De escrivão velho, nas minhas rápidas passagens por uma movimentada comarca do interior, como plantonista, ouvi a artimanha de um magistrado, já aposentado, quando se aproximava a data do seu aniversário natalício. O juiz anunciava a data, com a conversa de que os amigos o aconselhavam a fazer uma festa, mas ele, coitadinho, não tinha condições para tal despesa. Ora, um serventuário, que o ouvia, se encarregava de passar o recado para os políticos a se unirem na homenagem ao ilustre magistrado. No dia do aniversário, a festa, de surpresa, bebida correndo como água em cachoeira, o banquete aguardando o homenageado. E aquele outro, que, nas viagens aos termos da comarca, bem distantes da Capital, numa época em que ao rádio não chegava nenhuma notícia de plagas longínquas, a exigir diária da Prefeitura para ele, prefeito, que já abastecia seu veículo com combustível pago pelo erário municipal?
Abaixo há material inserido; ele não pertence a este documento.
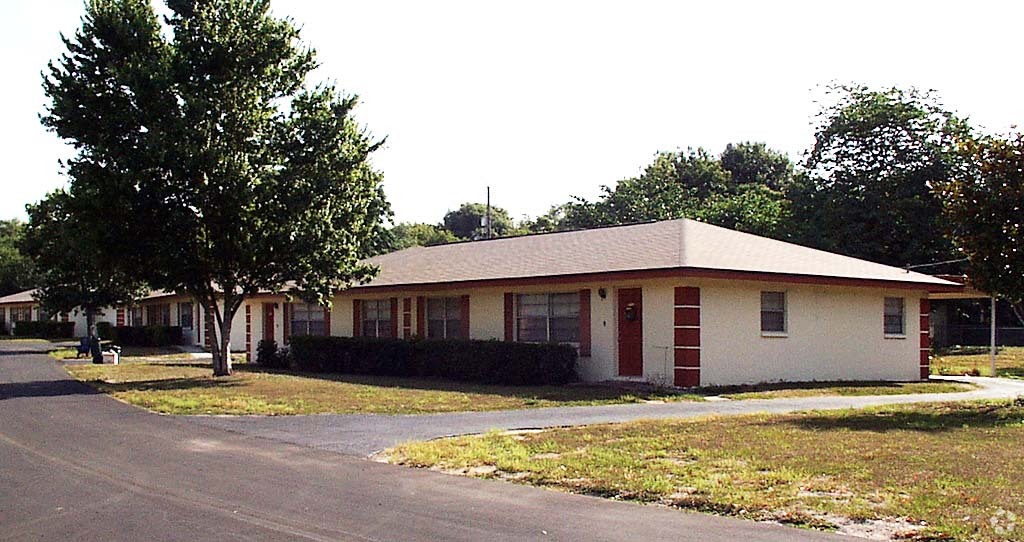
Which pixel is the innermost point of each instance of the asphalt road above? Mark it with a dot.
(77, 465)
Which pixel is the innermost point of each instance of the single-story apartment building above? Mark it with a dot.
(676, 302)
(679, 302)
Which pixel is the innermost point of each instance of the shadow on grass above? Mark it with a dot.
(165, 384)
(1011, 372)
(935, 419)
(780, 386)
(568, 392)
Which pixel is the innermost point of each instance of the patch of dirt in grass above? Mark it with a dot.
(928, 471)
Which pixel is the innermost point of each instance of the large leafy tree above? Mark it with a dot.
(468, 221)
(877, 157)
(208, 164)
(72, 277)
(16, 269)
(983, 206)
(742, 189)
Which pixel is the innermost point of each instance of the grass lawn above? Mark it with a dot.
(807, 389)
(171, 382)
(946, 470)
(974, 360)
(176, 387)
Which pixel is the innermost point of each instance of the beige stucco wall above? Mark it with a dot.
(833, 332)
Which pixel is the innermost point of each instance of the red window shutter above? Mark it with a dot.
(421, 317)
(509, 319)
(585, 323)
(464, 316)
(356, 318)
(285, 314)
(394, 318)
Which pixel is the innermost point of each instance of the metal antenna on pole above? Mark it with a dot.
(488, 212)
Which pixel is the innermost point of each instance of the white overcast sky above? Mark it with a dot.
(546, 99)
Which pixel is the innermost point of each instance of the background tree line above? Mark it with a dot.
(867, 188)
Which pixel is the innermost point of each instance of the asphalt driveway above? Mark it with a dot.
(78, 465)
(364, 434)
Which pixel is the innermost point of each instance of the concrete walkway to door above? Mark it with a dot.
(365, 434)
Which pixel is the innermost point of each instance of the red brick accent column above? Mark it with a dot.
(421, 317)
(509, 319)
(585, 323)
(249, 333)
(464, 316)
(394, 318)
(926, 337)
(407, 318)
(356, 318)
(686, 326)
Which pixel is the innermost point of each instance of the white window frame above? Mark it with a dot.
(444, 319)
(547, 318)
(785, 315)
(377, 327)
(308, 310)
(885, 317)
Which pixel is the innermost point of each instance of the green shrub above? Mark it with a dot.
(104, 330)
(267, 355)
(44, 330)
(476, 361)
(141, 335)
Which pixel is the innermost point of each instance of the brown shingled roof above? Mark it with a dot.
(19, 297)
(681, 244)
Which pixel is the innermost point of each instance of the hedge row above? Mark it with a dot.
(140, 335)
(45, 330)
(488, 362)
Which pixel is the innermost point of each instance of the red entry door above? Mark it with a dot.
(630, 332)
(268, 322)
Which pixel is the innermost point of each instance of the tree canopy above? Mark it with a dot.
(406, 235)
(983, 206)
(741, 189)
(71, 276)
(467, 221)
(877, 157)
(209, 165)
(16, 269)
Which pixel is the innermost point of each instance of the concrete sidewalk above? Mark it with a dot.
(364, 434)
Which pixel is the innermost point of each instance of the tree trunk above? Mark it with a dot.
(90, 320)
(222, 348)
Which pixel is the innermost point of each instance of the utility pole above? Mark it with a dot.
(488, 212)
(991, 339)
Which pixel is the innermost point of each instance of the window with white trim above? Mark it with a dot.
(158, 315)
(184, 315)
(443, 318)
(544, 318)
(20, 314)
(895, 317)
(135, 316)
(376, 316)
(307, 319)
(773, 313)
Mas, todos esses fatos representavam uma minúscula cabeça de prego no corpo do Judiciário, que não chegava a feder, nem a contaminar o seu corpo. Eram acontecimentos miúdos, isolados, muitos passando despercebidos, porque o paletó e a gravata escondiam. Não comprometia o Judiciário, no seu todo. Muitos se situavam longe da capital, não eram colocados em letra de forma, ninguém tinha coragem de formular uma denúncia, Deus livrasse o denunciante de uma perseguição futura, e terminavam passando a mão na cabeça dos portadores daquele pequeno pus que não chegava a conspurcar a saúde do Judiciário. À época, não se falava em virose, nem o câncer era assim tão temido, porque ainda desconhecido em toda a sua eficácia letal. O mais grave que se fazia era convencer o magistrado, portador da ferida, a se aposentar. Como se escrevia muito com o uso do lápis, a borracha se encarregava de apagar tudo. Ou, se com caneta, rasgava-se o papel e a vida na comarca continuava mansa, o que ocorreu, ocorreu, mas não ocorresse mais, a aposentadoria, compulsória, servindo de lição aos mais novos. Depois, o juiz da comarca, quisessem ou não quisessem, era um homem poderoso, a ponto de, um dia qualquer, em uma cidade próxima, incluída na sua jurisdição, encharcado de bebida, ter teimado em manter relações sexuais com uma linda jovem que passava em frente ao bar onde o eminente magistrado deglutia o líquido amarelo. Deu trabalho convencer ao tarado togado para desistir de fazer o que queria. Só se rendeu com o argumento de que a moça era noiva de um oficial de justiça. Essa história, eu ouvi, de quem estava presente a bebedeira.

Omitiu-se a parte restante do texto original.